La messe est désertée, et la référence romaine est mise à distance, voire déconsidérée… sans que le Québec s’écroule, loin s’en faut.
Des « loups dans la bergerie » catholique
Si le lien entre « force » québécoise et catholicisme ne fonctionne plus aujourd’hui, il reste pertinent pour décrire le passé de la Belle Province. Le particularisme québécois s’est en effet largement façonné sur la base d’une double allégeance : d’une part à la langue française, d’autre part au catholicisme et son réseau scolaire. Le tiers exclu n’était autre que le Canadien anglophone et réputé protestant…. Un protestant au Québec, c’était un « loup dans la bergerie » ! Cet héritage du passé explique pourquoi le patrimoine protestant francophone québécois reste aujourd’hui méconnu. Et pourtant !

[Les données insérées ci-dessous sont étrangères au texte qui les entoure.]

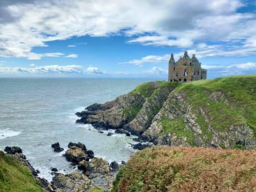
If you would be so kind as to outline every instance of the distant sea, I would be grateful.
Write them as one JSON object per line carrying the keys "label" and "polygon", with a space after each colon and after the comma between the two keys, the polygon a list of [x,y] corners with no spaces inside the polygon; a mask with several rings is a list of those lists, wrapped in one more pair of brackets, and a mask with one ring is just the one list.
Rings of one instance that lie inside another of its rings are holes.
{"label": "distant sea", "polygon": [[[0,78],[0,150],[21,147],[40,177],[52,180],[51,167],[60,173],[74,171],[62,155],[70,142],[84,143],[96,157],[110,163],[126,161],[135,151],[132,136],[111,136],[91,125],[75,123],[74,113],[94,103],[103,103],[152,79],[80,78]],[[89,129],[90,130],[88,130]],[[60,143],[65,149],[53,152]],[[65,171],[64,170],[65,170]]]}

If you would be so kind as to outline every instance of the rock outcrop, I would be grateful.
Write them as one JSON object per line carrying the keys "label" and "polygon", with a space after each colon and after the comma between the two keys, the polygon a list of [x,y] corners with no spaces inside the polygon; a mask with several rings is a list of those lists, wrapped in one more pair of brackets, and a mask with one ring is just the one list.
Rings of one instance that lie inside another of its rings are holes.
{"label": "rock outcrop", "polygon": [[117,133],[127,131],[138,136],[136,141],[157,145],[256,149],[255,90],[255,75],[150,82],[89,106],[77,122],[104,121]]}

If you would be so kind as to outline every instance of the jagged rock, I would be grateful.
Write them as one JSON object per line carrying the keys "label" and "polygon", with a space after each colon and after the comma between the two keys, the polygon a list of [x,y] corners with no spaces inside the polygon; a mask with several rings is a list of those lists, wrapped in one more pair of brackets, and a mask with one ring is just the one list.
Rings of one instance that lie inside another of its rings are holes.
{"label": "jagged rock", "polygon": [[60,144],[58,142],[52,144],[51,146],[53,148],[53,151],[55,152],[59,153],[64,150],[64,149],[60,147]]}
{"label": "jagged rock", "polygon": [[110,168],[111,170],[114,172],[117,171],[119,169],[120,165],[116,161],[113,161],[110,163]]}
{"label": "jagged rock", "polygon": [[22,153],[22,150],[20,147],[14,146],[12,147],[8,146],[6,147],[4,151],[8,154],[15,154],[16,153]]}
{"label": "jagged rock", "polygon": [[73,146],[66,151],[65,157],[69,161],[72,161],[76,164],[83,160],[89,161],[88,155],[80,148]]}
{"label": "jagged rock", "polygon": [[83,174],[74,172],[54,177],[52,186],[58,192],[84,192],[90,188],[90,179]]}
{"label": "jagged rock", "polygon": [[108,130],[108,125],[104,121],[99,121],[97,123],[93,123],[92,125],[93,127],[98,131]]}
{"label": "jagged rock", "polygon": [[130,134],[128,131],[124,130],[122,129],[118,129],[115,131],[115,133],[119,133],[119,134],[125,134],[127,136],[130,136]]}
{"label": "jagged rock", "polygon": [[70,148],[73,146],[75,146],[77,147],[80,148],[85,152],[87,150],[87,149],[86,149],[86,147],[85,146],[85,145],[84,145],[84,144],[83,144],[80,142],[78,142],[77,143],[72,143],[72,142],[70,142],[69,143],[68,145],[68,147]]}
{"label": "jagged rock", "polygon": [[94,158],[94,153],[91,150],[88,150],[85,151],[85,153],[88,155],[88,157],[90,159],[93,159]]}
{"label": "jagged rock", "polygon": [[90,163],[88,169],[89,172],[102,174],[110,173],[110,168],[108,162],[101,158],[93,159]]}
{"label": "jagged rock", "polygon": [[52,167],[51,168],[51,170],[54,172],[58,172],[58,169],[57,168],[53,168],[53,167]]}
{"label": "jagged rock", "polygon": [[141,143],[139,143],[134,145],[134,146],[133,146],[133,149],[138,149],[139,150],[142,150],[147,147],[151,147],[153,146],[154,145],[151,143],[147,143],[142,144]]}
{"label": "jagged rock", "polygon": [[122,162],[121,162],[121,164],[122,165],[125,165],[125,164],[126,164],[126,163],[125,162],[125,161],[122,161]]}

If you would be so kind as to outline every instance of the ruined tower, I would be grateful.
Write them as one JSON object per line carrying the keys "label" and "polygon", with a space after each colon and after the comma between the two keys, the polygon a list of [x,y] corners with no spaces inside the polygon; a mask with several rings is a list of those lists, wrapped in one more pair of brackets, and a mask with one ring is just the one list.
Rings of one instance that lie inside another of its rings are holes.
{"label": "ruined tower", "polygon": [[190,58],[188,52],[185,51],[183,57],[180,57],[175,62],[173,54],[169,60],[168,81],[186,82],[206,79],[207,70],[201,68],[196,55],[193,54]]}

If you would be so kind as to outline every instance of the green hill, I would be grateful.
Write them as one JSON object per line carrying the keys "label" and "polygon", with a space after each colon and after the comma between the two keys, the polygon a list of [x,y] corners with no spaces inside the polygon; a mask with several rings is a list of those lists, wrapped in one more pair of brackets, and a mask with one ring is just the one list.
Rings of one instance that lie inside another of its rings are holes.
{"label": "green hill", "polygon": [[31,172],[9,155],[0,151],[0,192],[43,192]]}

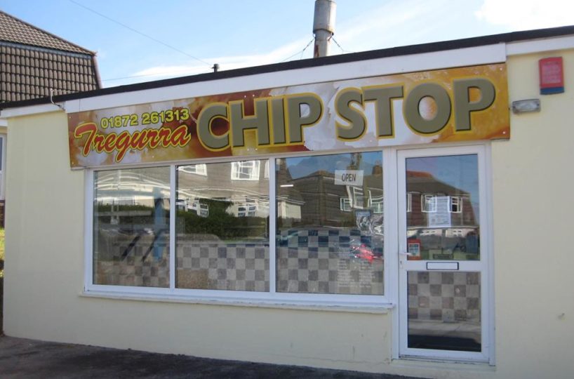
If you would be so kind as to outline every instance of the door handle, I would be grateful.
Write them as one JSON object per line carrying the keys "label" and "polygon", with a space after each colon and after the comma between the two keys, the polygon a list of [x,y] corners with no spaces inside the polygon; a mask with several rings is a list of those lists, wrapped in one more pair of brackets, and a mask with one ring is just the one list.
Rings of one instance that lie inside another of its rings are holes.
{"label": "door handle", "polygon": [[401,267],[401,268],[403,268],[403,263],[404,262],[405,260],[408,260],[408,257],[411,256],[413,256],[411,253],[405,251],[399,253],[399,265]]}

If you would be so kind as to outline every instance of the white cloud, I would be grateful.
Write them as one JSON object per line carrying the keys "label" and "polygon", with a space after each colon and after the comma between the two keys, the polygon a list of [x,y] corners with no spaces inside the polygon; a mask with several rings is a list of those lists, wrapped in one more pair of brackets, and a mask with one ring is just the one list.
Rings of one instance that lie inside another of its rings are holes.
{"label": "white cloud", "polygon": [[485,0],[475,13],[480,20],[513,30],[574,24],[571,0]]}

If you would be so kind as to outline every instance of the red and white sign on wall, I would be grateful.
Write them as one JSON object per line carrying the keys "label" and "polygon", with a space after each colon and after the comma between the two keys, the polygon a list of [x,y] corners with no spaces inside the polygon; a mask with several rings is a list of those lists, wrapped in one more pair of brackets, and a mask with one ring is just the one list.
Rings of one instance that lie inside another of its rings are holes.
{"label": "red and white sign on wall", "polygon": [[564,92],[564,72],[562,57],[552,57],[538,61],[540,74],[540,95]]}

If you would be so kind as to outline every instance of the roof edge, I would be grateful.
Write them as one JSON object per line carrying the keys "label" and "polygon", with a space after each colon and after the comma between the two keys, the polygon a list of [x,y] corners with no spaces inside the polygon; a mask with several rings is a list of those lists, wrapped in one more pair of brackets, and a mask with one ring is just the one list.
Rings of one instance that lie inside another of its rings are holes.
{"label": "roof edge", "polygon": [[[359,53],[331,55],[319,58],[309,58],[302,60],[274,63],[262,66],[253,66],[240,69],[219,71],[217,72],[199,74],[188,77],[180,77],[177,78],[161,79],[153,81],[135,83],[133,84],[105,88],[85,92],[59,95],[58,96],[54,96],[53,100],[54,102],[63,102],[94,96],[133,92],[200,81],[208,81],[212,80],[249,76],[258,74],[275,72],[277,71],[286,71],[336,65],[340,63],[347,63],[371,59],[408,55],[424,53],[434,53],[437,51],[455,50],[458,48],[494,45],[502,43],[518,42],[526,40],[558,37],[568,34],[574,34],[574,25],[521,32],[512,32],[509,33],[503,33],[500,34],[491,34],[488,36],[470,37],[461,39],[431,42],[405,46],[397,46],[380,50],[371,50],[368,51],[361,51]],[[4,102],[0,103],[0,109],[27,107],[30,105],[38,105],[50,102],[51,99],[49,98],[39,98],[27,100]]]}
{"label": "roof edge", "polygon": [[[44,30],[44,29],[42,29],[42,28],[38,27],[36,27],[36,26],[35,26],[35,25],[33,25],[30,24],[29,22],[27,22],[26,21],[24,21],[23,20],[22,20],[22,19],[20,19],[20,18],[18,18],[18,17],[13,16],[13,15],[11,15],[10,13],[6,13],[6,12],[4,12],[4,11],[1,11],[1,10],[0,10],[0,12],[1,12],[1,13],[4,13],[5,15],[8,15],[8,17],[11,17],[11,18],[13,18],[13,19],[15,19],[15,20],[18,20],[19,22],[22,22],[22,24],[26,24],[27,25],[28,25],[28,26],[29,26],[29,27],[33,27],[34,29],[36,29],[36,30],[39,30],[39,31],[40,31],[40,32],[41,32],[42,33],[46,33],[46,34],[49,34],[49,35],[52,36],[53,36],[53,37],[54,37],[54,38],[56,38],[56,39],[60,39],[60,41],[64,41],[64,42],[65,42],[66,44],[69,44],[70,45],[72,45],[72,46],[76,46],[76,48],[78,48],[79,49],[80,49],[80,50],[82,50],[82,51],[85,51],[86,54],[89,54],[89,55],[96,55],[96,53],[95,53],[95,51],[92,51],[91,50],[88,50],[87,48],[84,48],[84,47],[82,47],[82,46],[79,46],[79,45],[76,45],[76,44],[74,44],[74,42],[70,42],[70,41],[68,41],[67,39],[63,39],[63,38],[62,38],[61,36],[57,36],[57,35],[55,35],[55,34],[53,34],[53,33],[51,33],[50,32],[48,32],[48,31],[46,31],[46,30]],[[29,45],[29,46],[36,46],[36,45]],[[45,47],[45,46],[39,46],[39,47]],[[62,51],[67,51],[67,50],[63,50],[63,49],[62,49]],[[76,51],[72,51],[72,53],[77,53],[77,52],[76,52]]]}

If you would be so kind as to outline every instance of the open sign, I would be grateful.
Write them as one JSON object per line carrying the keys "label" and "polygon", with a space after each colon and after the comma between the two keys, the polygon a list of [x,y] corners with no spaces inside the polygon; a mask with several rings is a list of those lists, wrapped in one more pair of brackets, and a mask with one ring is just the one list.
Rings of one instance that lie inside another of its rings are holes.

Contrairement aux idées reçues, tous les Québécois n’ont pas été catholiques. Dès l’origine de la Belle Province, le protestantisme a discrètement marqué ces terres de Nouvelle-France d’une empreinte aujourd’hui rappelée dans un ouvrage remarquable. Publié sous la direction de Marie-Claude Rocher, Marc Melchat, Philippe Chareyre et Didier Poton, il s’intitule Huguenots et protestants au Québec. Fragments d’histoire (Montréal, Novalis, 2014). Il est le fruit d’une collaboration paritaire d’historiens français et québécois, et a bénéficié de la collaboration de cinq centres d’archives privées, de quatre musées français et des Musées de la civilisation de Québec.
Histoire et mémoire du protestantisme francophone au Québec
Cet ouvrage collectif très richement illustré ne propose pas un récit continu de la présence historique du protestantisme au Québec, contrairement à ce que Jean-Louis Lalonde avait réalisé dans une synthèse impressionnante publiée il y a douze ans (1). Il ne se penche pas davantage sur l’ensemble de la francophonie protestante au Canada, qui déborde largement de l’espace québécois (2).
En revanche, il propose des clefs d’analyse à partir des recherches les plus récentes, et une réflexion sur la « mémoire », faite pour souder les groupes, et « l’histoire » en tant qu’étude objectivante du passé. Ouvert par une préface de Philippe Joutard et une introduction de Marie-Claude Rocher, l’ouvrage se structure en quatre séquences. La première rappelle le statut des huguenots comme « sujets protestants d’un royaume catholique »; la seconde décrit des trajectoires de « huguenots en Nouvelle-France : interdits mais toléré ». Corsaires et flibustiers ne sont pas oubliés, grâce à la plume savoureuse de Frank Lestringant.
Axe transatlantique
La troisième partie, toujours illustrée avec bonheur, ouvre sur l’époque contemporaine. Quatre auteurs s’y intéressent aux « franco-protestants » du Québec, tolérés mais occultés : on réalise alors que l’incorporation du protestantisme dans le patrimoine québécois est loin d’être une évidence. Aucun inventaire ne répertorie tous les « lieux de mémoire » protestants québécois. Les traces matérielles et symboliques du fragile héritage protestant restent à rassembler et à valoriser…. ce à quoi s’emploie ce livre, parachevé par une cinquième et dernière partie consacrée aux enjeux mémoriels soulevés par la présence protestante au Québec.
On remarquera la perspective résolument transatlantique donnée à l’ouvrage, qui nous rappelle que la francophonie n’est pas simplement une notion, une réalité linguistique, mais aussi un territoire circulatoire, entre rhizomes et réseaux (Marie-Claude Rocher), par-delà les frontières nationales.